The Palazzo Chigi all Postierla, but sometimes referred also to as Chigi-Piccolomini or Piccolomini-Adami is a Renaissance style urban palace localized on Via del Capitano #1, corner Piazza Postierla, in the Terzo di Città, in the city of Siena, region of Tuscany, Italy. The palace is up the street from the Palazzo del Capitano del Popolo, Siena.

==History==
The corner palace, with the round stone portal was commissioned by Scipione di Cristofano Chigi in the 16th century. The design is attributed the Bartolomeo Neroni. The palace remained in the Chigi family till 1785. In 1919, it was owned by Giorgio Piccolomini Adami. It was sold to the state in 1959.
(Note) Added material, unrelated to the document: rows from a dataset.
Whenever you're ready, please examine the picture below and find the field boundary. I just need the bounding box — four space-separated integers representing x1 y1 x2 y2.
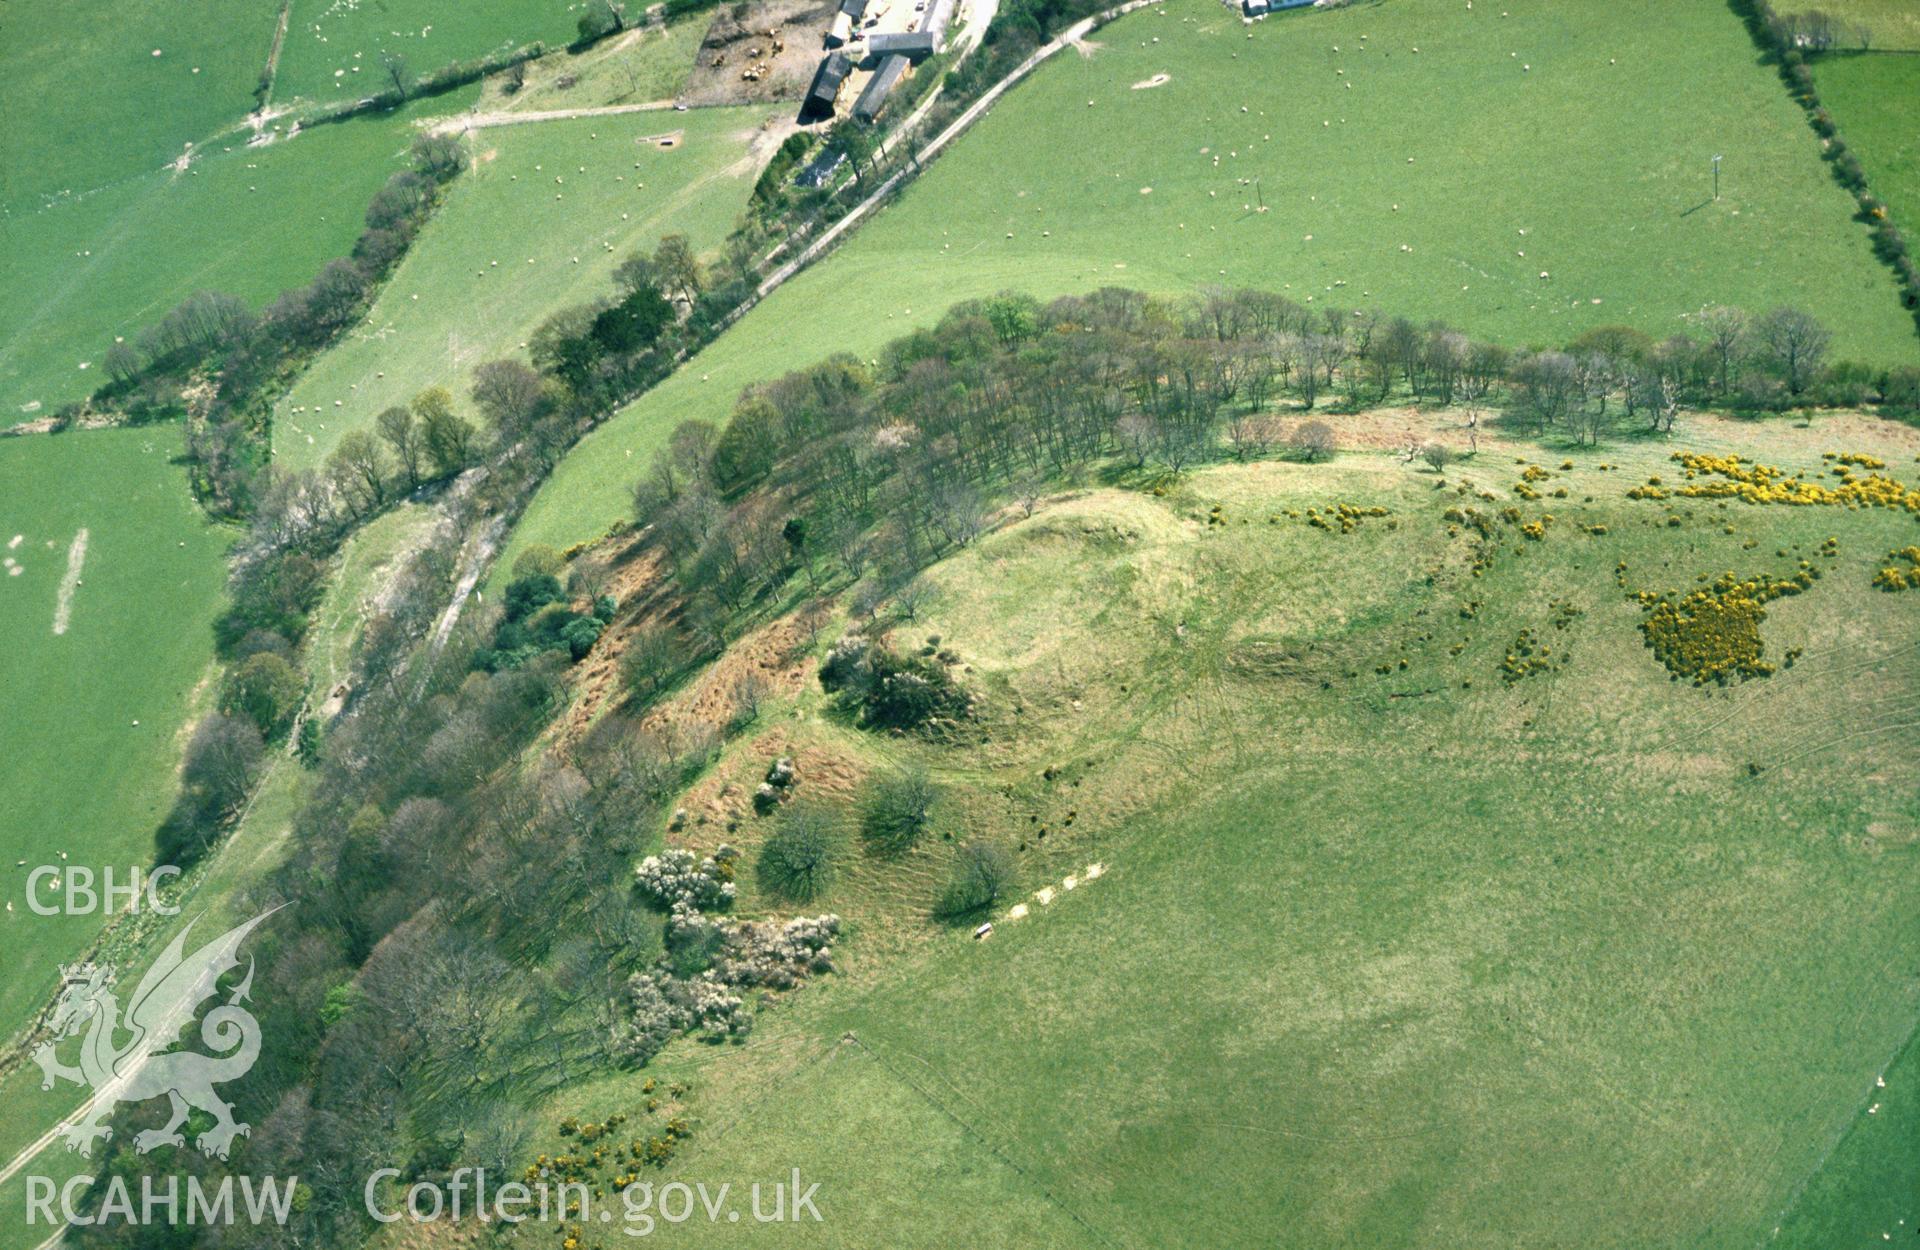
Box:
1731 0 1920 337
841 1032 1125 1248
427 98 684 135
1759 1007 1920 1243
257 0 294 109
The palace is notable because two rooms in the main floor retain the late Renaissance decoration (1573), including stuccoes by Marcello Sparti and frescoes by Bernard van Rantwyck. The ceilings depict biblical episodes from the old testament. The twelve sybils are painted in the spandrels. One scene depicts the Chariot of Fire of Elias, and Jacob's ladder and Isaiah. Two niches have figures of Samson and David. Another room is frescoed with the Story of Camillus. Wall canvases have paintings of Roman history. Other rooms have mythologic frescoes.

In 2014, the palace housed offices of the Soprintendenza per i Beni Architettonici e per il Paesaggio per le province di Siena e Grosseto.

In the Piazza in front of the palace stands 15th century column surmounted by an iron statue of the Lupa Senese or Sienese Wolf, symbol of the city. The fountain in the piazza is surmounted by an eagle, marking this area as part of the Contrada dell'Aquila.